Mark-Viverito made the public's interaction with police a focal point of her speech.
“We need to take a comprehensive approach to criminal justice reform that ensures a fairer system, improves police community relations and addresses the fact that far too many of our young people—mostly low-income black and Latino males— are locked up at Rikers," said Mark-Viverito.
That includes reducing the number of arrests for low-level offenses. Instead, police should issue summonses and desk appearance tickets.
Certain low-level crimes should not be subject to criminal prosecution, said Mark-Viverito.
"We will also look for areas where it makes more sense to impose a civil penalty rather than a criminal one," she added.
In order to enact this system of fewer arrests, Mark-Viverito said the city's summonses courts, already overburdened, need to be improved along with a better notification and communication system with defendants.
A city-wide bail system would also help to reduce unfairness in the system when people are arrested for less serious crimes, said Mark-Viverito.
"If you are accused of jumping a turnstile or committing other minor offenses in New York City, you may be locked up. And if you can’t afford bail you will spend on average 15 days in jail," said Mark Viverito.
Other city-wide bail prototypes have a return appearance rate in the 90th percentile, said Mark-Viverito, and would save the city millions of dollars spent holding individuals charged with minor offenses.
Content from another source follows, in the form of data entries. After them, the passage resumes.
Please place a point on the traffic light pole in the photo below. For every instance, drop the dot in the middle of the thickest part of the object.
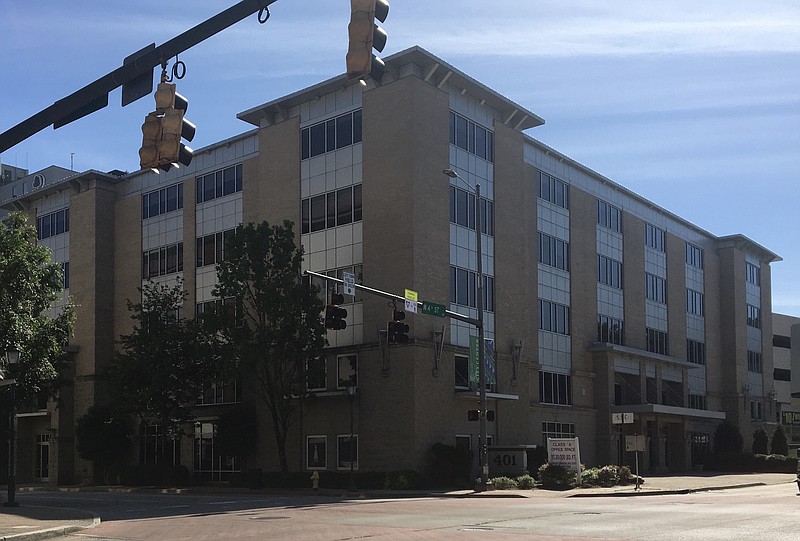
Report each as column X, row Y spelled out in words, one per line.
column 392, row 296
column 132, row 76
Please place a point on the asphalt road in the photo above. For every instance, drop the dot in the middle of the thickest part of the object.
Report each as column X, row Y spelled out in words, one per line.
column 757, row 513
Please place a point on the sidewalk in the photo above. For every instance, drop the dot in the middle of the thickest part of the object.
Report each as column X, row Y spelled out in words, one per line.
column 26, row 523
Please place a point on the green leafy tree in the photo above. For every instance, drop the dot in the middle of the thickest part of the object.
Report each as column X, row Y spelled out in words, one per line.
column 30, row 285
column 278, row 327
column 760, row 441
column 237, row 433
column 162, row 365
column 779, row 444
column 103, row 436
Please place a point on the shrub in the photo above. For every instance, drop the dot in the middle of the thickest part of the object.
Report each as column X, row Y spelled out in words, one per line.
column 525, row 482
column 449, row 465
column 727, row 438
column 402, row 480
column 779, row 444
column 552, row 476
column 760, row 441
column 504, row 483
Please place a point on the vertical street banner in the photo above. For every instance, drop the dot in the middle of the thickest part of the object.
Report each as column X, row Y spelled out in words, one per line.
column 488, row 360
column 473, row 359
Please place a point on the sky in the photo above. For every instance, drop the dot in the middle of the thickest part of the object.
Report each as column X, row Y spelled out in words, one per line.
column 693, row 105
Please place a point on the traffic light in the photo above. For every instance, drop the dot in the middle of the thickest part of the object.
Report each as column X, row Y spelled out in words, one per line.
column 366, row 35
column 334, row 315
column 396, row 330
column 163, row 129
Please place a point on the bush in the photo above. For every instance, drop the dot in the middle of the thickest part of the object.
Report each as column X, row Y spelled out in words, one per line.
column 607, row 476
column 552, row 476
column 151, row 474
column 779, row 444
column 402, row 480
column 760, row 441
column 450, row 466
column 525, row 482
column 504, row 483
column 728, row 439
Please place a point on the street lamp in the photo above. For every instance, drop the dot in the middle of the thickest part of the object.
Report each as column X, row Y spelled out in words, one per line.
column 484, row 449
column 12, row 360
column 351, row 393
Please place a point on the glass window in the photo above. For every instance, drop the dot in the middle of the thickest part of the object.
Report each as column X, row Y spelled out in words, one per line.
column 346, row 371
column 347, row 451
column 316, row 452
column 344, row 206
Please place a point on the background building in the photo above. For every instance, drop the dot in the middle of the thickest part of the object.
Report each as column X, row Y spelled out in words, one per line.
column 597, row 300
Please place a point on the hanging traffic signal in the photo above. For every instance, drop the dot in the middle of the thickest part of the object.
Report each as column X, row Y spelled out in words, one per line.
column 334, row 314
column 396, row 330
column 163, row 129
column 366, row 35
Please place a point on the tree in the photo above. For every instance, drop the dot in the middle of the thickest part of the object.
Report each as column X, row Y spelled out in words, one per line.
column 727, row 438
column 30, row 286
column 760, row 441
column 103, row 436
column 160, row 370
column 779, row 445
column 278, row 327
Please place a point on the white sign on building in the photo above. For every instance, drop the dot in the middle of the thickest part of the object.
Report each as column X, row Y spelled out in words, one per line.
column 564, row 452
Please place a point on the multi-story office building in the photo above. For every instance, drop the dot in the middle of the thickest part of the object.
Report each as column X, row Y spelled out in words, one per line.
column 786, row 357
column 597, row 300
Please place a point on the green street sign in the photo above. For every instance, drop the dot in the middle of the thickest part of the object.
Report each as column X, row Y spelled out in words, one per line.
column 433, row 309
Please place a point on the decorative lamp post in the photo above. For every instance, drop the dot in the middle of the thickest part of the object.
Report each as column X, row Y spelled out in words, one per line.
column 351, row 393
column 12, row 361
column 484, row 448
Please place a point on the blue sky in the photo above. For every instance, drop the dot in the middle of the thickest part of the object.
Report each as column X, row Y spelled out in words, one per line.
column 694, row 105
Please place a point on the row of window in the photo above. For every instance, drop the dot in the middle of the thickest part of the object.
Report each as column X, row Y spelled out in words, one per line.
column 694, row 256
column 211, row 248
column 162, row 261
column 609, row 271
column 346, row 452
column 553, row 252
column 697, row 402
column 555, row 388
column 554, row 317
column 335, row 133
column 610, row 330
column 161, row 201
column 553, row 190
column 462, row 211
column 753, row 316
column 754, row 363
column 472, row 137
column 52, row 224
column 218, row 184
column 654, row 237
column 695, row 351
column 464, row 288
column 609, row 216
column 752, row 273
column 331, row 209
column 656, row 341
column 655, row 288
column 694, row 302
column 346, row 373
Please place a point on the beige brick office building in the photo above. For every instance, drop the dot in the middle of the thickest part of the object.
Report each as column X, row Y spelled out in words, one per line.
column 597, row 300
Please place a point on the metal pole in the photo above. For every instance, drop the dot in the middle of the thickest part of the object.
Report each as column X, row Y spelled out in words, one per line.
column 484, row 451
column 351, row 482
column 12, row 451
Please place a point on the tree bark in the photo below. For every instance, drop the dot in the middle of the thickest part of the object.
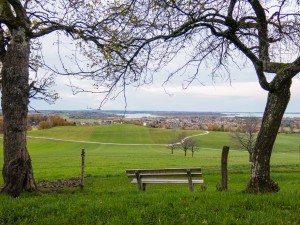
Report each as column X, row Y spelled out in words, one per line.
column 260, row 180
column 17, row 169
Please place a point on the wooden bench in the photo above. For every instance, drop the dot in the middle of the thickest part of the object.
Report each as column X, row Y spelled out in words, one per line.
column 141, row 177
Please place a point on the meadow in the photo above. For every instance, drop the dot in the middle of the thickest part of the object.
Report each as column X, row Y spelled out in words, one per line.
column 109, row 198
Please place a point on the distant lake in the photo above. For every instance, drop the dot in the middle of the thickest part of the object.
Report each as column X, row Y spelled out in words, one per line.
column 257, row 114
column 137, row 115
column 224, row 114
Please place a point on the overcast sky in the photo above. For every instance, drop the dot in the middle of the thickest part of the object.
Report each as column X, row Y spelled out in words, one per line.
column 241, row 93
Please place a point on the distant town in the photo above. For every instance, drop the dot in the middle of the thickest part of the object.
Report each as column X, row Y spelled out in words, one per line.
column 210, row 121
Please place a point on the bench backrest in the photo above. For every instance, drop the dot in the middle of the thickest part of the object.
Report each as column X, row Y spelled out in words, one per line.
column 167, row 172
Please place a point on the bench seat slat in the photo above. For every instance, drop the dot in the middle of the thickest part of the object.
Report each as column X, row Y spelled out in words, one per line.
column 155, row 181
column 165, row 175
column 166, row 170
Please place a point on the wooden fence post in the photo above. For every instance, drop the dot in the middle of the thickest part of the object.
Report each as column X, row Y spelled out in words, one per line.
column 224, row 169
column 82, row 168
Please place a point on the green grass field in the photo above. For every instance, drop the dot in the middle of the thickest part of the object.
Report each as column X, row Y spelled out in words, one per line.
column 109, row 198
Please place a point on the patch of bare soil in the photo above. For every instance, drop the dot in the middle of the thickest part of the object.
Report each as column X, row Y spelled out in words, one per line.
column 67, row 183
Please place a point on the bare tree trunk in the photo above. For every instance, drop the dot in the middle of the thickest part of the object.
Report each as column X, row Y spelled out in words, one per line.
column 17, row 169
column 260, row 180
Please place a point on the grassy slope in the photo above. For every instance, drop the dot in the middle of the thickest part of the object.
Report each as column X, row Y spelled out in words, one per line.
column 109, row 198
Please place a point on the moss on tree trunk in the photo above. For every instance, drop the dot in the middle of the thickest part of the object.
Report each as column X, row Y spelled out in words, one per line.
column 260, row 180
column 17, row 169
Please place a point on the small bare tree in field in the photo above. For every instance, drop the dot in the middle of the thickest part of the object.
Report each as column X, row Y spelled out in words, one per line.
column 246, row 134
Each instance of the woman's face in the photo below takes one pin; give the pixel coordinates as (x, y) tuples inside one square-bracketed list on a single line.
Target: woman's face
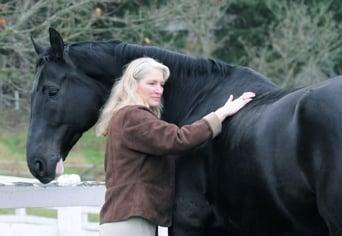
[(150, 87)]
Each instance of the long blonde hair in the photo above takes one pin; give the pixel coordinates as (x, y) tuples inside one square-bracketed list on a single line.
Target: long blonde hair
[(124, 91)]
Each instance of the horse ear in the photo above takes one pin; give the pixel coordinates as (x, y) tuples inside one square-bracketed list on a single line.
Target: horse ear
[(56, 43), (37, 48)]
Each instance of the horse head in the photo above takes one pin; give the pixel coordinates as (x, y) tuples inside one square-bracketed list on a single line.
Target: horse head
[(60, 110)]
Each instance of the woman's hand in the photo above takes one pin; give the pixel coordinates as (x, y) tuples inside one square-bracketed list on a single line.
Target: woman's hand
[(233, 106)]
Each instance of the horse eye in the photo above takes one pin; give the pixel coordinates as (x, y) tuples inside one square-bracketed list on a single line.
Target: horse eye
[(52, 92)]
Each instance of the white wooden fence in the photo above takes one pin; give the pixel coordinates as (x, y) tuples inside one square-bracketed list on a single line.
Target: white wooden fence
[(72, 199)]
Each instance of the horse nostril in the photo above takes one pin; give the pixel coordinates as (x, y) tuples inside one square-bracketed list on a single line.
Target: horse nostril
[(39, 168)]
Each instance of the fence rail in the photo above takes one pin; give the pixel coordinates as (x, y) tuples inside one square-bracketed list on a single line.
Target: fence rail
[(72, 199)]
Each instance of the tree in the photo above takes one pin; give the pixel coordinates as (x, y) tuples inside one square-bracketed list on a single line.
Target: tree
[(302, 45)]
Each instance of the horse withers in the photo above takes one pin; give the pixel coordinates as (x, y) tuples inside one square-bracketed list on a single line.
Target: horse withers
[(276, 168)]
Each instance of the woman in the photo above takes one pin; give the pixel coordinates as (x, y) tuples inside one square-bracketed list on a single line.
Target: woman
[(139, 180)]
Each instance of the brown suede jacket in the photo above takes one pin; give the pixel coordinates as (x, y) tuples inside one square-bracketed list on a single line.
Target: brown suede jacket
[(139, 178)]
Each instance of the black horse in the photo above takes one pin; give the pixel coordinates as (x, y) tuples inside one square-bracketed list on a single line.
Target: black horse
[(276, 168)]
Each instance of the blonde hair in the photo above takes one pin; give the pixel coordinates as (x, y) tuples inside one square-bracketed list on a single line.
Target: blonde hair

While she called on police to make less arrests for minor offenses, Mark-Viverito also called for more police "to carry out more community policing."
Police Commissioner William Bratton has called for more police but at his budget briefing on Monday Mayor Bill de Blasio was non-committal.
The speaker also called for creating and boosting three offices to help level the playing field for New Yorkers.
A new Office of the Civil Justice Coordinator will ensure that New Yorkers have legal representation when it comes to everything from fighting eviction to dealing with debt collectors.
The office's “job will be simple: work to ensure legal representation is available to all," said Mark-Viverito.
Another major proposal will be to rejuvenate the Human Rights Commission, an agency that has seen its funding cut 80 percent and staffing reduced 90 percent since the 1990s, according to the speaker's office.
The agency enforces the city's human rights law which prohibits discrimination in housing, employment and public accommodations based on race, sex, gender, country of origin and gender identity among other things.
Mark-Viverito proposed to spend $5 million to double the number of attorneys and human rights specialists.
New York City should also fight to wrest control over the minimum wage from the state, seek permission to enforce state wage labor laws and enact paid family leave through an expansion of the state’s temporary disability insurance program.
The new Office of Labor will help enforce those regulations.
The speech marks the end to a busy first year for Mark-Viverito who has billed herself as a progressive and inclusive council speaker who has pushed legislation on everything from immigration to sick leave and climate change.
She noted that she is the first speaker to hold the State of the City address outside of Lower Manhattan and at a public housing complex, the James Weldon Johnson Center at Johnson Houses in the East Harlem district she represents.
"It is time to make sure all voices have a seat at the table," said Mark-Viverito.